PFlow Encodec

Implementation of TTS based on paper P-Flow: A Fast and Data-Efficient Zero-Shot TTS through Speech Prompting. You can check main differences between implementation and paper in Differences section.

Main goal of this project

I have two goals to achieve in this project. It seems work but, really poor at Japanese and numbers.

First, I want to test character-based input with SeamlessM4T's Aligner for English, Korean, Japanese and other languages. but, mainly for three languages mentioned above.
Second, zero-shot multilingual TTS model. since this model will be trained with sentencepiece tokenizer input, it does not need phonemizer. so, it would be easily adapted to other languages tokenizer supports. check out supported languages of tokenizer here

Samples

Generated Samples from model trained on LibriTTS-R, korean and japanese corpus of AIHub 131 datasets. All samples are decoded with MultiBand-Diffusion model from AudioCraft. Pretrained checkpoint used here is available on huggingface.

you can check how to use it in sample notebook.

Currently, speaker embedding of multi-lingual model seems to be highly entangled with language info. it shows worse zero-shot capability. I'm planning to train new model with language ID to reduce language bias in speaker embedding.

Code-switch Text: There's famous japanese sentence, つきがきれいですね, which means 나는 당신을 사랑합니다.

English Prompt Generation

code_switch_libri.mp4

Japanese Prompt Generation

code_switch_jsut.mp4

Korean Prompt Generation

code_switch_kss.mp4

English Text: P-Flow encodec is Text-to-Speech model trained on Encodec latent space, using Flow Matching.

Prompt Audio (from LibriTTS-R)

libritts_r_prompt.mp4

Generated Audio

libritts_r_sample.mp4

Japanese Text: こんにちは、初めまして。あなたの名前はなんですか？これは音声合成モデルから作られた音声です。

Prompt Audio (from JSUT)

jsut_prompt.mp4

Generated Audio

jsut_sample.mp4

Korean Text: 백남준은 미디어 아트의 개척자로서 다양한 테크놀로지를 이용하여 실험적이고 창의적으로 작업했다.

Prompt Audio (from KSS)

kss_prompt.mp4

Generated Audio

kss_sample.mp4

Environment Setup

I've developed in WSL, Windows 11. I have not tested on other platforms and torch version. I recommend using conda environment.

conda create -n pflow-encodec -y python=3.10
conda activate pflow-encodec
conda install -y pytorch==2.2.0 torchvision==0.17.0 torchaudio==2.2.0 pytorch-cuda=12.1 -c pytorch -c nvidia
conda install -y -c conda-forge libsndfile==1.0.31
pip install -r requirements.txt
pip install -r infer-requirements.txt

Dataset Preparation

meta tsv file

First of all, you need to prepare tsv file, which contains three columns: audio_path, text, duration. each column is separated by tab.

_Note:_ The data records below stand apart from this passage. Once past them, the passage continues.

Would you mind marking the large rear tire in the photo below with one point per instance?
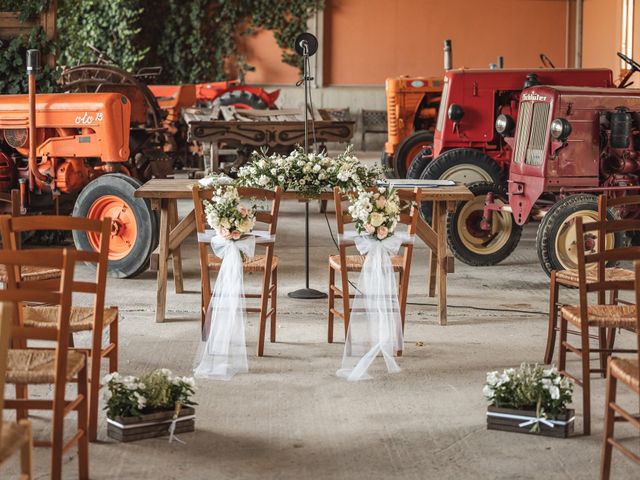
(408, 149)
(465, 165)
(134, 233)
(473, 245)
(556, 241)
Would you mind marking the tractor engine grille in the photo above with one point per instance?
(392, 119)
(531, 134)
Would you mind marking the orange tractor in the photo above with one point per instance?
(71, 153)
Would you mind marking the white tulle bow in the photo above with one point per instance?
(224, 352)
(375, 326)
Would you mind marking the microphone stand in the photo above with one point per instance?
(306, 293)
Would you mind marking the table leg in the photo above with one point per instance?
(433, 255)
(175, 253)
(161, 299)
(441, 231)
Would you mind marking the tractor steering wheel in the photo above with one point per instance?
(634, 65)
(103, 58)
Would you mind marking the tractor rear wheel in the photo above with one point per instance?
(134, 231)
(408, 149)
(469, 242)
(464, 165)
(556, 240)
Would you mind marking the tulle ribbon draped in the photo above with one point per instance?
(224, 352)
(375, 326)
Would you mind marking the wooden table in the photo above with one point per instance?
(164, 194)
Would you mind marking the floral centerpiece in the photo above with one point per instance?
(376, 213)
(146, 406)
(310, 174)
(227, 216)
(529, 399)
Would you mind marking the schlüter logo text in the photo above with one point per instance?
(533, 97)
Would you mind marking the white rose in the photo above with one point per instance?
(377, 219)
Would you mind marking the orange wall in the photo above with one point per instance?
(369, 40)
(602, 30)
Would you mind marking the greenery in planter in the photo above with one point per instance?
(131, 396)
(529, 387)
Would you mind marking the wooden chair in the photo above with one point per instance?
(569, 278)
(267, 264)
(48, 366)
(627, 370)
(343, 263)
(13, 436)
(83, 319)
(586, 316)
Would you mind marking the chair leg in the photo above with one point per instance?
(26, 453)
(553, 319)
(113, 338)
(274, 296)
(332, 296)
(83, 421)
(586, 383)
(609, 422)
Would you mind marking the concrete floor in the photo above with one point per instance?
(292, 418)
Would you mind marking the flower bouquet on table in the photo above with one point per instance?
(152, 405)
(529, 399)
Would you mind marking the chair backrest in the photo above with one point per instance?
(409, 201)
(601, 257)
(99, 231)
(18, 292)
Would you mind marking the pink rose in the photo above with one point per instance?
(223, 232)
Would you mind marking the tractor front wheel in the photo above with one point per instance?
(408, 149)
(556, 240)
(134, 228)
(474, 245)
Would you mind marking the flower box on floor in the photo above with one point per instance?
(524, 421)
(150, 425)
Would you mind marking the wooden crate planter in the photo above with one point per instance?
(562, 429)
(150, 425)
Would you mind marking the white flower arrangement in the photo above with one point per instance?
(529, 387)
(227, 216)
(376, 213)
(158, 390)
(310, 174)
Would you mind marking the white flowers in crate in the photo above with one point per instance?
(158, 390)
(376, 213)
(529, 387)
(227, 216)
(310, 174)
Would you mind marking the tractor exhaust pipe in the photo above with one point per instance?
(33, 65)
(448, 55)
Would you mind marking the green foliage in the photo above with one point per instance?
(112, 26)
(13, 73)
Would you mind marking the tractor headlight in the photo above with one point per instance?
(455, 112)
(504, 124)
(560, 129)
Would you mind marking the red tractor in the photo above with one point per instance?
(570, 144)
(70, 152)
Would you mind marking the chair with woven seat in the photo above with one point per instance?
(569, 278)
(267, 263)
(585, 316)
(13, 436)
(343, 264)
(95, 319)
(627, 371)
(56, 366)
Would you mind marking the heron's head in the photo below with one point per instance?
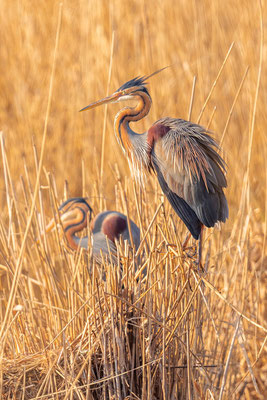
(127, 91)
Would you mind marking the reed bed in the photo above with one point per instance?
(160, 328)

audio_path is path to audio file, text is transcript of audio file, and duration is duration of audio file in seconds.

Example

audio_path	text	duration
/path/to/audio1.wav	Hello, World!	1.5
/path/to/audio2.wav 안녕하세요, 세계!	2.0
/path/to/audio3.wav こんにちは、世界！	2.5

Dump encodec latent and sentencepiece token durations

Here, use encodec latent as output, and duration per token as target of duration predictor.

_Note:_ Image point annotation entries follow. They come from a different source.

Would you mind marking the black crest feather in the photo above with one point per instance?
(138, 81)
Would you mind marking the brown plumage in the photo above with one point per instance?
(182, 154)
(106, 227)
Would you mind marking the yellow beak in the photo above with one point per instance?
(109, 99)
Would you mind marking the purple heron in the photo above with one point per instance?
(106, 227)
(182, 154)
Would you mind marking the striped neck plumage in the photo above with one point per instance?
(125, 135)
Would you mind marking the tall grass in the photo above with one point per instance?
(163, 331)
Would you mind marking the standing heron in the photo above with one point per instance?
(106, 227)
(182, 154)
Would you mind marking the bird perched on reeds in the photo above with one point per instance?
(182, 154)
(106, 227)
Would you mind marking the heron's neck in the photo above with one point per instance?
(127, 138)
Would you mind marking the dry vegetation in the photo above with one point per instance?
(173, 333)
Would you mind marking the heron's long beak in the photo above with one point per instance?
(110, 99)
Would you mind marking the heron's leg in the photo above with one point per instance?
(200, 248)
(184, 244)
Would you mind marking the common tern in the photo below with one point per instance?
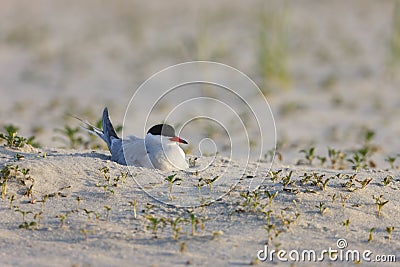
(159, 149)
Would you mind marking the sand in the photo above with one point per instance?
(333, 80)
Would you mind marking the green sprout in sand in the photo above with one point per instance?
(379, 202)
(171, 180)
(371, 231)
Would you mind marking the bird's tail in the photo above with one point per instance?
(106, 133)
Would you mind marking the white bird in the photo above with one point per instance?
(159, 149)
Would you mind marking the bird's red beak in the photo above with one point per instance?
(177, 139)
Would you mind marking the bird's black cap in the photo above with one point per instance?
(162, 129)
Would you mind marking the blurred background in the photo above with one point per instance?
(329, 69)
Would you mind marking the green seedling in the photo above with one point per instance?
(155, 224)
(272, 52)
(389, 230)
(368, 136)
(23, 213)
(194, 221)
(192, 162)
(11, 198)
(336, 158)
(359, 161)
(26, 225)
(182, 247)
(275, 175)
(216, 234)
(364, 182)
(62, 218)
(78, 201)
(85, 232)
(251, 199)
(305, 178)
(11, 137)
(134, 205)
(120, 177)
(38, 217)
(370, 236)
(324, 184)
(322, 160)
(105, 171)
(44, 199)
(271, 196)
(88, 212)
(391, 161)
(349, 184)
(286, 180)
(346, 223)
(211, 181)
(25, 172)
(343, 199)
(322, 208)
(387, 180)
(107, 212)
(171, 180)
(309, 154)
(333, 197)
(379, 202)
(175, 226)
(19, 156)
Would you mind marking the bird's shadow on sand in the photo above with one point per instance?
(92, 154)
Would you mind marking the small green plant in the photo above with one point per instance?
(275, 175)
(271, 196)
(23, 213)
(391, 161)
(389, 230)
(11, 198)
(343, 199)
(134, 205)
(322, 208)
(194, 221)
(358, 160)
(182, 247)
(379, 202)
(11, 137)
(217, 233)
(105, 171)
(309, 154)
(192, 162)
(107, 212)
(155, 224)
(370, 236)
(171, 180)
(336, 158)
(387, 180)
(271, 52)
(62, 217)
(175, 226)
(346, 223)
(78, 201)
(211, 181)
(364, 182)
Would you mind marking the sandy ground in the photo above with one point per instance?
(333, 80)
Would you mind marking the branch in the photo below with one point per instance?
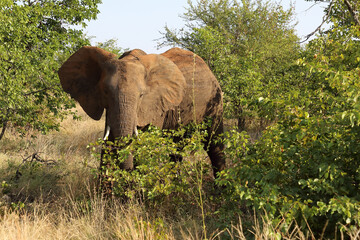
(352, 11)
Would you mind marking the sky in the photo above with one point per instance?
(138, 23)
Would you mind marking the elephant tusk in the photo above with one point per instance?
(135, 131)
(107, 132)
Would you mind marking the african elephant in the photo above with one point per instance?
(138, 89)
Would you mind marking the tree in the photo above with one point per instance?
(35, 36)
(306, 165)
(248, 44)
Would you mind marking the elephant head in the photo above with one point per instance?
(136, 89)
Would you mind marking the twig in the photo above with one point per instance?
(352, 11)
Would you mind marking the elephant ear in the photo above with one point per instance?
(80, 76)
(165, 89)
(133, 54)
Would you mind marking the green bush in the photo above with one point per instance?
(303, 168)
(157, 177)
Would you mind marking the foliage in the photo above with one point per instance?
(249, 45)
(306, 166)
(159, 174)
(35, 37)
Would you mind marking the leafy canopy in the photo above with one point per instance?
(35, 36)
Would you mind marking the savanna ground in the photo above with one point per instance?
(48, 191)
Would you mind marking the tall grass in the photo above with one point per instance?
(55, 198)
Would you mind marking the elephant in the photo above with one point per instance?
(137, 89)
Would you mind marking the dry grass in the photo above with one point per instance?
(61, 203)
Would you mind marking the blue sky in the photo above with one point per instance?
(138, 23)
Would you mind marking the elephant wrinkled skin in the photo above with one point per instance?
(138, 89)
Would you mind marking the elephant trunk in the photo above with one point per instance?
(122, 123)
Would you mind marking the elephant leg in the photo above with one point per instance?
(105, 185)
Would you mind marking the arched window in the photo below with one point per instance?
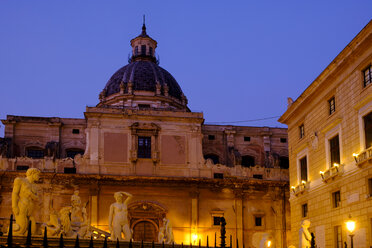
(214, 157)
(143, 50)
(247, 161)
(136, 51)
(34, 152)
(72, 152)
(284, 162)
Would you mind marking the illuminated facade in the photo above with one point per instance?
(143, 139)
(330, 139)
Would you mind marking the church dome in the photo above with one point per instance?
(145, 76)
(143, 82)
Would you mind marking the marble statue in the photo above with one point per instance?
(305, 236)
(70, 220)
(118, 217)
(266, 241)
(74, 219)
(166, 233)
(24, 199)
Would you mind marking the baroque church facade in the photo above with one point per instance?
(142, 138)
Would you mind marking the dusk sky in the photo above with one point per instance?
(235, 60)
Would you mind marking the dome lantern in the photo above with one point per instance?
(143, 46)
(143, 84)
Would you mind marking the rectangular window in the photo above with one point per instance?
(367, 76)
(334, 146)
(144, 106)
(257, 176)
(35, 153)
(218, 175)
(302, 131)
(69, 170)
(370, 187)
(368, 129)
(304, 210)
(258, 221)
(332, 105)
(22, 167)
(136, 51)
(216, 220)
(144, 147)
(336, 198)
(338, 236)
(303, 169)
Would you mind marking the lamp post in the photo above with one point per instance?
(268, 243)
(350, 226)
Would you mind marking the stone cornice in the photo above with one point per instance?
(94, 180)
(94, 112)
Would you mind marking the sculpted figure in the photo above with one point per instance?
(118, 217)
(74, 219)
(168, 231)
(24, 199)
(266, 241)
(305, 236)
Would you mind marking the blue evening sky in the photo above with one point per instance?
(234, 60)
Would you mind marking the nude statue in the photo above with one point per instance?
(24, 199)
(74, 218)
(266, 241)
(167, 232)
(305, 236)
(118, 217)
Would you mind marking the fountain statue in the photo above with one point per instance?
(165, 232)
(118, 217)
(24, 199)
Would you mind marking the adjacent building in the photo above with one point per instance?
(142, 138)
(330, 149)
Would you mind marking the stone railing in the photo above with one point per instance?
(300, 188)
(81, 165)
(332, 172)
(363, 157)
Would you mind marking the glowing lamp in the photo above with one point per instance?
(269, 243)
(350, 225)
(322, 174)
(293, 189)
(194, 237)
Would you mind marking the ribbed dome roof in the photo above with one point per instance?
(144, 75)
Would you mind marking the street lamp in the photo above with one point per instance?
(268, 243)
(350, 226)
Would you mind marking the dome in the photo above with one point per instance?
(144, 75)
(143, 83)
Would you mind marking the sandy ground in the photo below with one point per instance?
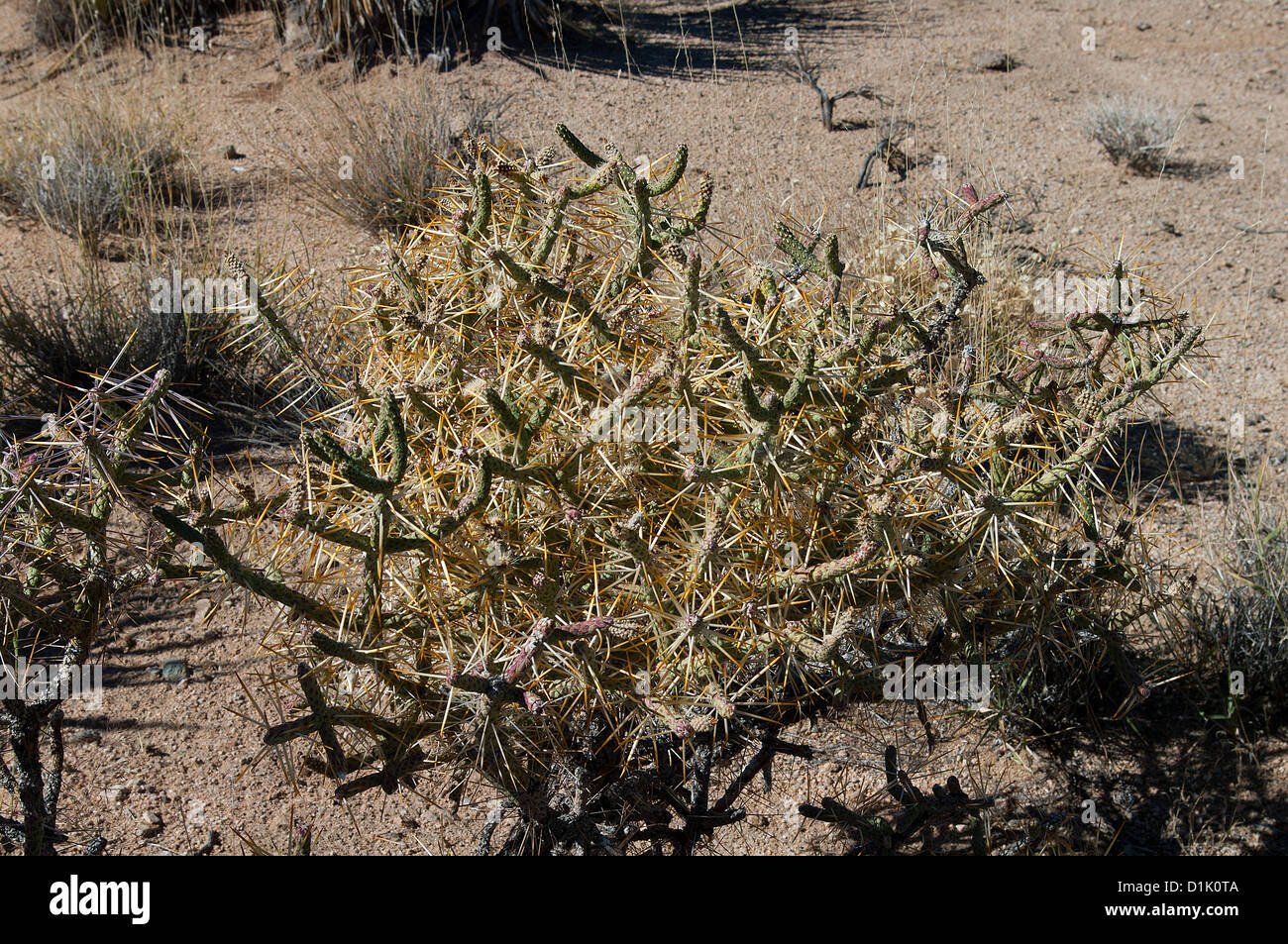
(699, 73)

you can dump encodec latent and sentencepiece token durations with following command.

python scripts/dump_durations.py --input_tsv <meta_tsv_file>
python scripts/dump_latents.py --input_tsv <meta_tsv_file>

this command requires GPU and scripts/dump_durations.py may require more than 8GB of GPU memory.

scripts/dump_durations.py takes about 6 hours for 1000 hours of audio files. scripts/dump_latents.py takes about 4 hours for 1000 hours of audio files. both time was measured on RTX 4090.

each script will make two files per audio file: <audio_path stem>.latent.npy and <audio_path stem>.duration.npy.

NOTE: scripts/dump_latents.py will print out global mean and std of dataset's latent. You should keep it since this value is used for training model.

Now, you can start training.

Train Model

Repository's code is based on lightning-hydra-template.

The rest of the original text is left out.